BOOK REPORT: Never Let Me Go by Kazuo Ishiguro

Title:                                          Never Let Me Go
Author:                                      Kazuo Ishiguro
Original Copyright Date:        2006

My Rating:      3.5 out of 5 stars  
             ( Not what I was expecting, but good )

Backcover Description
     From Booker Prize-winning author Kazuo Ishiguro comes a devastating new novel of innocence, knowledge, and loss.
     As children, Kathy, Ruth, and Tommy were students at Halisham, an exclusive boarding school secluded in the English countryside. It was a place of mercurial cliques and mysterious rules -- and teachers were constantly reminding their charges of how special they were.
    Now, years later, Kathy is a young woman. Ruth and Tommy have reentered her life, and for the first time she is beginning to look back at their shared past and understand just what it is that makes them so special -- and how that gift will shape the rest of their time together.  Suspenseful, moving, beautifully atmospheric, Never Let Me Go is another classic by the author of The Remains of the Day.

My Thoughts

If you read the above description you don't get the feeling that you'll step into an alternate version of England where things just aren't quite the same, a world which allows for places like Halisham.  The veil is slowly lifted as the story progresses as to the reasons Kathy, Tommy, and Ruth were "special" growing up and how being "special" will ultimately affect them. It was interesting being this ignorant of the general plot line going in, and I don't know if I would have enjoyed it as much if I was on top of everything from page one.  If you do want a slight hint as to the setting and tone, the summary on the Time Magazines writeup in the
100 best novels I really don't want to say too much more about the story line, because, if someone reading this decides to read the book, I don't want to ruin the experience.

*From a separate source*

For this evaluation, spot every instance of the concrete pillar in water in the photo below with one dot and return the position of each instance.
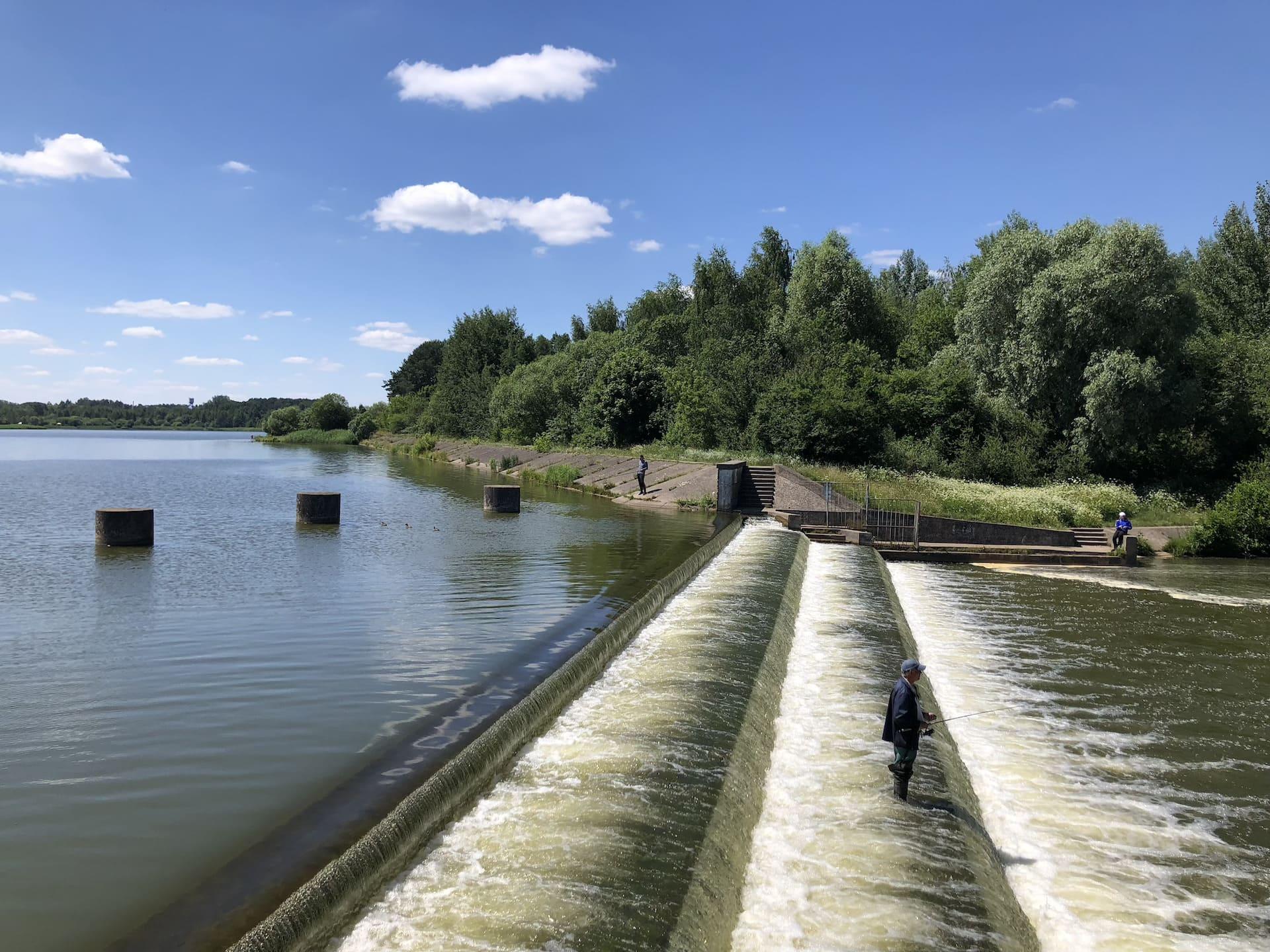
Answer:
(318, 508)
(503, 499)
(125, 527)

Expectations aside, this is a very well written story.  I told Maggie during the early chapters that I could see my self trying to write like this. A first person narrative where the lines of yesteryear and today are blurred and subtle.  Similar to listening to a close friend look back to a pivotal time in their lives when you were not a part of it. How they spend just a bit of time explaining who or what something was after they've realized you may not know, jumping around a bit as they go to follow where the memories take them.  A clarification: I have no notions of be successful at it, i could just see myself attempting it 

Kazuo Ishiguro crafted Never Let Me Go; everything about it was deliberate and the perfect words were chosen for the sublte but powerful drama that plays out in this interesting world. The further I step away from this book, the more I admire what Ishiguro did with it.